Will filing a consumer proposal affect my spouse?

Will filing a consumer proposal affect my spouse?

Deciding to file a consumer proposal is a significant and often difficult choice, especially for couples. It can create tension in a relationship, and many worry about the potential negative impact on their partner's credit. Given the intertwined nature of finances in marriages or common-law relationships, these concerns are understandable. This article explores whether filing a consumer proposal can adversely affect the financial stability of the other spouse.

How Does a Consumer Proposal Work?

A consumer proposal is a legally binding debt settlement agreement facilitated by a Licensed Insolvency Trustee (LIT). It allows you to negotiate with creditors to repay a portion of your unsecured debts over a set period, usually up to five years. Unsecured debts include credit card balances, personal loans, and lines of credit.

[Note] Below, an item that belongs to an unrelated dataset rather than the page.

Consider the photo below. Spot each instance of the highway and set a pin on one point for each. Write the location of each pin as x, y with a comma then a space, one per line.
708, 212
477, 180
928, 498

Key benefits of a consumer proposal include:

  • Reduced Debt: You can reduce your total unsecured debt by up to 80%.

  • Lower Monthly Payments: With less debt to repay, your monthly payments become more manageable.

  • Stay of Proceedings: Filing a consumer proposal stops creditors from pursuing collection actions, giving you time to reorganize your finances.

  • Halts Wage Garnishment: It immediately stops wage garnishment.

Only an LIT can file a consumer proposal on your behalf. LITs are federally regulated in Canada, ensuring they adhere to strict ethical and legal standards while providing expert guidance.

Indirect Effects of Consumer Proposals on Spouses

Before filing a consumer proposal, an LIT will assess your financial situation, including factors related to your spouse.

High-Value Assets

If you and your spouse jointly own high-value assets, such as a home, this could increase the monthly payments required under the proposal. However, assets solely owned by your spouse are not considered.

Spouse’s Income

If your spouse has a high income, creditors may expect higher monthly payments, as the household’s overall financial capacity is taken into account.

Does a Consumer Proposal Automatically Affect Your Spouse?

Filing a consumer proposal does not automatically impact your spouse. If the debts included in the proposal are solely in your name, you are the only one responsible for repayment. While your credit rating will drop to an R7, your spouse’s credit score and ability to access credit will remain unaffected.

Your spouse is not obligated to contribute to the payments, though they may choose to help if they wish. However, joint debts are an exception.

What Is Joint Debt?

Joint debt refers to financial obligations shared by two or more people, such as spouses, who are equally responsible for repayment. For example, a joint credit card means both spouses are liable for the balance, regardless of who made the purchases.

Joint Bank Accounts

Many couples combine their finances in joint bank accounts, which can complicate matters when one spouse files a consumer proposal. If only one spouse is filing, it’s advisable to close the joint account and open separate individual accounts at a different bank before proceeding. This ensures the non-filing spouse has access to funds unaffected by the proposal.

Can Joint Debt Be Included in a Consumer Proposal?

Yes, unsecured joint debts can be included in a consumer proposal. While your spouse’s credit rating won’t be affected as long as payments are maintained, their legal obligation to repay the debt remains. However, their responsibility for the debt decreases as you make payments under the proposal.

Can You File a Consumer Proposal Jointly?

Filing a joint consumer proposal is an option, but it’s not always the best choice. If you and your spouse share a significant amount of joint debt, a joint proposal might be suitable.

Pros of a Joint Proposal

  • Both spouses receive the legal protections of a consumer proposal

  • A joint proposal can include up to $500,000 of debt (excluding mortgages on a primary residence), compared to $250,000 for an individual proposal. 

Cons of a Joint Proposal

  • Both spouses’ credit ratings will be affected.

  • Access to credit may be limited for both parties.

If you don’t have substantial joint debt, filing individually may be more practical, ensuring one spouse retains access to credit.

Should You File Alone or Jointly?

If you’re unsure whether to file individually or jointly, consult an LIT. They can evaluate your financial situation and explain the advantages and disadvantages of each option, helping you make an informed decision.